Compliance by large shareholders and forced share reductions
研究了中国A股公司中大股东合规性如何影响其强制减持,发现低合规性导致更多强制减持,且该效应在非国企、机构持股高和分析师覆盖低的企业中更显著。
Purpose Prior research focuses on self-initiated share reductions, while evidence on the determinants of forced share reductions remains limited. This paper examines how compliance by large shareholders affects their forced share reductions. Design/methodology/approach We document 9,084 firm-year observations for Chinese A-share firms during the 2018–2022 period. Findings Based on the behavioral-consistency theoretical lens, we find that firms with low compliance by large shareholders are more likely to experience forced share reductions by large shareholders, and the number and proportion of forced share reductions are significantly higher. The above relations are more prominent in non-state-owned enterprises, as well as firms with higher institutional ownership and lower analyst coverage.

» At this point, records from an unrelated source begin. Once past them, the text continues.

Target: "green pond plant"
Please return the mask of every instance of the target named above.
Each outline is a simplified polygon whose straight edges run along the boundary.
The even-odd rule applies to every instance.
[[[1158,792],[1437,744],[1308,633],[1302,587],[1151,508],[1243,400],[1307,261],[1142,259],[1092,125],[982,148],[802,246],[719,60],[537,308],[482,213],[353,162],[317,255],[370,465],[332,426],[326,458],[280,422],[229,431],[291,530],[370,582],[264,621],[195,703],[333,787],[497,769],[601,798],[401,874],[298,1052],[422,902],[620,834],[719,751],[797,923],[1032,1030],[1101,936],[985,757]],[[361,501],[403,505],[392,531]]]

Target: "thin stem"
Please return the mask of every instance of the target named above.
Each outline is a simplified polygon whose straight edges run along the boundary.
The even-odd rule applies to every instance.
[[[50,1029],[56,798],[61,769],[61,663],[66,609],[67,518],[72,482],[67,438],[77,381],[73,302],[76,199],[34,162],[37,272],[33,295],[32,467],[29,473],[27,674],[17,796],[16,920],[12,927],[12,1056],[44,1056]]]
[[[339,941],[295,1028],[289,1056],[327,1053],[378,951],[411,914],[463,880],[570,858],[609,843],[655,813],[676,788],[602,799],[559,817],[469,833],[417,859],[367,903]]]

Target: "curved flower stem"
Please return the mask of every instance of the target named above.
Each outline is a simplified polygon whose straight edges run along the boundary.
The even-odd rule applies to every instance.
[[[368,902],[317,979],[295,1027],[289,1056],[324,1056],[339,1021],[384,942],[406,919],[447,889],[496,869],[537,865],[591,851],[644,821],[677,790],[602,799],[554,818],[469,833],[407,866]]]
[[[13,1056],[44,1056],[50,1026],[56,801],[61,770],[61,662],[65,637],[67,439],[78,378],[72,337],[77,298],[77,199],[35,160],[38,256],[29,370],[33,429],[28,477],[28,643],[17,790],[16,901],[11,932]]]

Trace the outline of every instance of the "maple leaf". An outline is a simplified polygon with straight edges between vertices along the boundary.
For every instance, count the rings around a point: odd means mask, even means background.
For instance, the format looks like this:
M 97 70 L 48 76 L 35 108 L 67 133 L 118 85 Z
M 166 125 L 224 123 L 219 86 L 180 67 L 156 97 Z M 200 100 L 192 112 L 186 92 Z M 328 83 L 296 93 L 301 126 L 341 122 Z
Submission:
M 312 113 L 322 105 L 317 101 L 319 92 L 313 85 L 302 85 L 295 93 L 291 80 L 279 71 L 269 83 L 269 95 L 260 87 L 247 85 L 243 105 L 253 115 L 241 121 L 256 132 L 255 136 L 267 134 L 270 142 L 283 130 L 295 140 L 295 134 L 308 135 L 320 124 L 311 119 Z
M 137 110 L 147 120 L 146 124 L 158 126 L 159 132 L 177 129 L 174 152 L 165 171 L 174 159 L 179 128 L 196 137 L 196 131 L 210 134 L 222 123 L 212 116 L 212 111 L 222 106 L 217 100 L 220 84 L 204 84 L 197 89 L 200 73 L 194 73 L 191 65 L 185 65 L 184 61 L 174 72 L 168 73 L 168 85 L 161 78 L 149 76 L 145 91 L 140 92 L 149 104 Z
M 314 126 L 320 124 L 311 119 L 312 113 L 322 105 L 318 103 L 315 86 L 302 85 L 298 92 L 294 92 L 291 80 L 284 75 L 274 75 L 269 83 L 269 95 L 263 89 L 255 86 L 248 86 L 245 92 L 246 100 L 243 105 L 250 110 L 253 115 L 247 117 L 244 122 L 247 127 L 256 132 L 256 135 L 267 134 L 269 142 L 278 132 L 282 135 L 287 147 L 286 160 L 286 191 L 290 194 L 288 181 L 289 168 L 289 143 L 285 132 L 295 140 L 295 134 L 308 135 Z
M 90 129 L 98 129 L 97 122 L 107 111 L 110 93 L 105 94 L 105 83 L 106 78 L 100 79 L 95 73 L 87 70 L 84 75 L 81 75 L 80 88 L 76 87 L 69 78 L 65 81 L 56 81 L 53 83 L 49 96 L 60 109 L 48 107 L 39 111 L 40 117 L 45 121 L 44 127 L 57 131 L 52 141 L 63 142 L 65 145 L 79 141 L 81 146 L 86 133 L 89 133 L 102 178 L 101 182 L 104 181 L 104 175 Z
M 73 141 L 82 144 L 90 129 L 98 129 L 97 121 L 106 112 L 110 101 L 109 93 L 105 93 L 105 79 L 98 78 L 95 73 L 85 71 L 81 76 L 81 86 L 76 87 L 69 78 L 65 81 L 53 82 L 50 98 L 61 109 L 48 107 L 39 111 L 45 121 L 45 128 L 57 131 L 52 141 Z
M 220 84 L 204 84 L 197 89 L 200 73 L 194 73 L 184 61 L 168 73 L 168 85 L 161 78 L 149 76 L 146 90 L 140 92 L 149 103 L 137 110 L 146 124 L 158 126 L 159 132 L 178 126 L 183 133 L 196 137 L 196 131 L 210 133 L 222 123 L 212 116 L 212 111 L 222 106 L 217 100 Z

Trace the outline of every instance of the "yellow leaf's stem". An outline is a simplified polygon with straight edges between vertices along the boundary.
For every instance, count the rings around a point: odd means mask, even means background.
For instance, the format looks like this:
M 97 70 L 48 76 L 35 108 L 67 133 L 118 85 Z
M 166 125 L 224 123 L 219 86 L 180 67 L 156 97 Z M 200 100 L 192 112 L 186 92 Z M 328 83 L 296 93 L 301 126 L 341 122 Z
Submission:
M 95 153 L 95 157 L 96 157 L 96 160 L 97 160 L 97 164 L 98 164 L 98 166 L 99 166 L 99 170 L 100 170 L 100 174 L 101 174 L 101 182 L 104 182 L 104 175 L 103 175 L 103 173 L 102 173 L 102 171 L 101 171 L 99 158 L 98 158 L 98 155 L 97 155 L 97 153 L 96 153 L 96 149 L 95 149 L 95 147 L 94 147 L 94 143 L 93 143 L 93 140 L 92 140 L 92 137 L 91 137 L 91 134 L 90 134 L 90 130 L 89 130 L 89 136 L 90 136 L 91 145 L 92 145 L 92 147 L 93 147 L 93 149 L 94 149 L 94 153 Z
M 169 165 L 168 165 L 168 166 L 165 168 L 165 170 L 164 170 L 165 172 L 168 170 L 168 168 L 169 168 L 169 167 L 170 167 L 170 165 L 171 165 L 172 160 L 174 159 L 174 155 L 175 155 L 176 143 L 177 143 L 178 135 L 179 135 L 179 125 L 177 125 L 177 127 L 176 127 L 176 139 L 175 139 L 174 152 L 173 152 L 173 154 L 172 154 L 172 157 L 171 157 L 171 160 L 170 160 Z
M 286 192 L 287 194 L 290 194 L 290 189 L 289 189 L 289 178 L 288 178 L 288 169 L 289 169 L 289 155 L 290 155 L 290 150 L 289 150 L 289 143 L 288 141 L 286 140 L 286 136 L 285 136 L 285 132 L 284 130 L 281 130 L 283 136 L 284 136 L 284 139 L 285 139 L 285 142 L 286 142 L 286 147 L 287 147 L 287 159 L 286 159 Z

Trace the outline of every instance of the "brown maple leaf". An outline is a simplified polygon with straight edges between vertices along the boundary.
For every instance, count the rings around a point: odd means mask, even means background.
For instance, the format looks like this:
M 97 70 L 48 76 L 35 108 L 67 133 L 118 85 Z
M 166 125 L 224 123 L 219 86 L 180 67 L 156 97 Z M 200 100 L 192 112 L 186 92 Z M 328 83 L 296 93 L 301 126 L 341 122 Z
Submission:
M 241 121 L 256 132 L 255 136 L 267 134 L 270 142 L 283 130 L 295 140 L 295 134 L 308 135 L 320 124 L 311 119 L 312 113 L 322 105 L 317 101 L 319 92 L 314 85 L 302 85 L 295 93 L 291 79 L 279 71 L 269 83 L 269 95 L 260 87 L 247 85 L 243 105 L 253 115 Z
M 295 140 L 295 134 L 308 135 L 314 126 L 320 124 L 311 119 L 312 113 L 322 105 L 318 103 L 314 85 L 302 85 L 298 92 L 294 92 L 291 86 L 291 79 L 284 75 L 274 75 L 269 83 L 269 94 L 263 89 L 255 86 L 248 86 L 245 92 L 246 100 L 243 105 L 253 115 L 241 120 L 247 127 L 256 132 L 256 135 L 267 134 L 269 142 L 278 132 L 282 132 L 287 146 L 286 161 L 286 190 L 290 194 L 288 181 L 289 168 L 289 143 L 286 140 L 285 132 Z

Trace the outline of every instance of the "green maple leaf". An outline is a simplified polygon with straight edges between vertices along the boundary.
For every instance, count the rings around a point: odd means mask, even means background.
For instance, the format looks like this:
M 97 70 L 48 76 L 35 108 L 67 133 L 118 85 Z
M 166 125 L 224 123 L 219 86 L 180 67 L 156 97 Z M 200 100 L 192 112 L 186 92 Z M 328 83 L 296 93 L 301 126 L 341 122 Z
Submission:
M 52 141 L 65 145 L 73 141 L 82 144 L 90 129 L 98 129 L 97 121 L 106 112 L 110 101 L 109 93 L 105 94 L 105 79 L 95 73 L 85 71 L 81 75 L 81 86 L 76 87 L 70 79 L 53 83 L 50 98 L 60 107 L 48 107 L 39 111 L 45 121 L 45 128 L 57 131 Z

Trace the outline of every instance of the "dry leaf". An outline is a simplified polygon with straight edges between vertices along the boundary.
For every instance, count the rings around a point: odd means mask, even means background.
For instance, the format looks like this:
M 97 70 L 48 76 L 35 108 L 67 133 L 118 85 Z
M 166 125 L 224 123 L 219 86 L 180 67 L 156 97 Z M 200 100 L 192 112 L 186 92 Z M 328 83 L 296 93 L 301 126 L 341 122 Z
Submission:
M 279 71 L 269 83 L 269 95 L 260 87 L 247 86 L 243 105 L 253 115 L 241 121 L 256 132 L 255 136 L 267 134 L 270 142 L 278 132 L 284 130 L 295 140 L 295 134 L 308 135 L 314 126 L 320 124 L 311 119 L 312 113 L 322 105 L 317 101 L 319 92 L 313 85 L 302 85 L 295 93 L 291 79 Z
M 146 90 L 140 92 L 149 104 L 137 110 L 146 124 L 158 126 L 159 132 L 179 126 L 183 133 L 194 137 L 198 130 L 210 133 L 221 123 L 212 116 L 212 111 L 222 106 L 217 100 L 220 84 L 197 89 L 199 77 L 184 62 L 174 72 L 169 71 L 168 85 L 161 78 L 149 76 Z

Furthermore, forced share reductions reduce firm value, as reflected in negative market reactions, consistent with informational effects. The weakening effect of internal control deficiencies on compliance by large shareholders is the underlying channel through which compliance by large shareholders affects their forced share reductions. Originality/value Our study expands the literature on large shareholders' share reductions from the perspective of forced share reductions and provides novel evidence for how to regulate forced share reductions through the lens of compliance by large shareholders. Our findings also have cross-market implications for the regulation of forced share reductions beyond China.